This may be hard for the community to answer, but I am wondering for what reasons did the Stack Exchange team choose to use the Microsoft stack?
From the transcript of episode three of the stackoverflow podcast
Atwood: We are not personally going to be language agnostic, because we need to actually build the site. And in terms of people actually working on it, Joel's in an advisory role, I'm gonna be writing code, and then a friend of mine, Jarrod, I'll be working very closely with. So it's sort of like 1.5 developers, so I need to actually get things done. In order to do that, I'm gonna fall back on what I know, and what I know is essentially ASP.NET. So ASP.NET is gonna be the platform
Because it's sexy. Everything else being relatively equal: go with what you know, it's a huge time saver. Also, we've found the .Net platform to scale very well.

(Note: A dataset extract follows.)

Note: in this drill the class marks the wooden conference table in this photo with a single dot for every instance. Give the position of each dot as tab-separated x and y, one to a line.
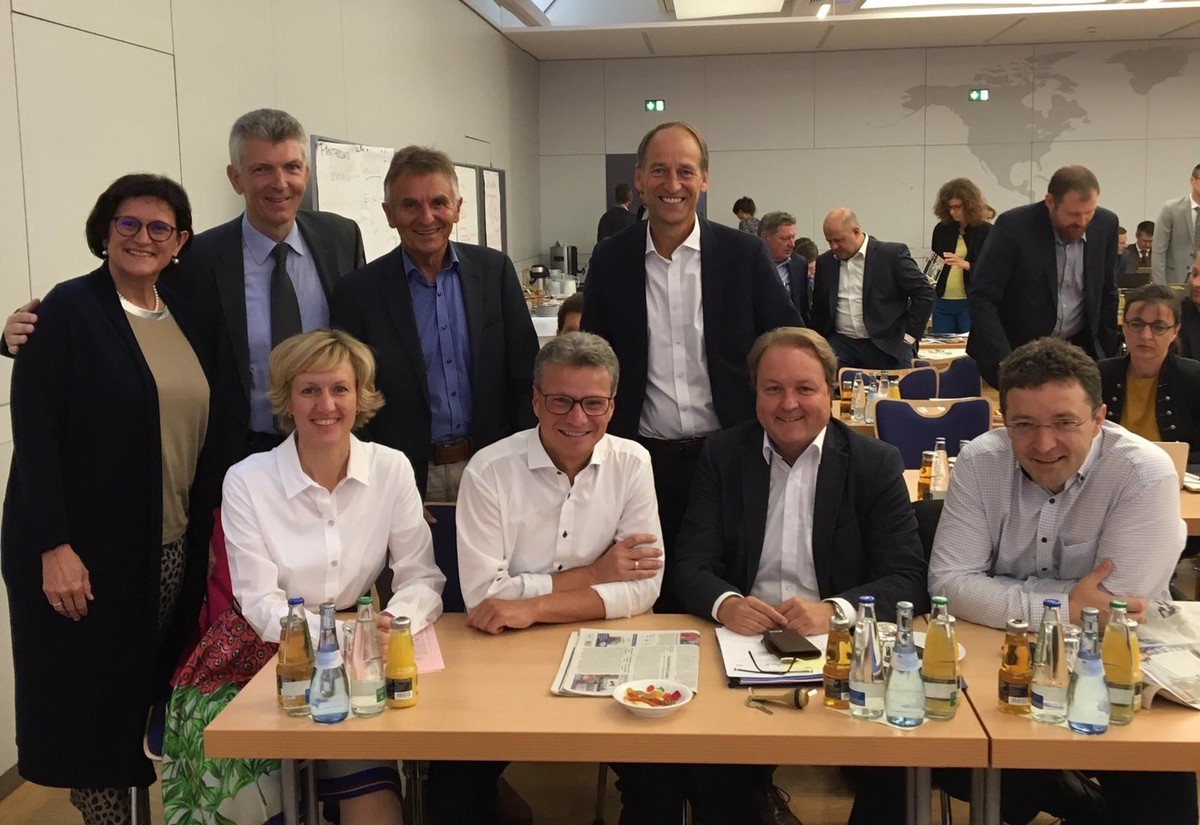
493	703
1189	503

This question comes up over and over again and the truth of it is that the people who were here at the very beginning were simply the most familiar with the Microsoft stack. So they went with what they knew.
We use many different tools and technologies. Some are Microsoft-based. Some aren't. Don't read too much into it; we simply pick what makes the most sense to use at the time.
If you're interested, one of our recently hired developers, Jon Chan, wrote up a blog post on getting up to speed with working at Stack Overflow having come from a non-MS background.
.Net has a very familiar tool stack that the developers were already familiar with as other answers have pointed out.
It's also true that since the .Net Core rewrite .Net has been getting progressively faster. For instance this article points out that the default server (Kestrel) that is used to serve most .Net (Core and, now, 5) is wicked fast. That's super important for a site like Stack Exchange where they are processing literally millions of requests a minute.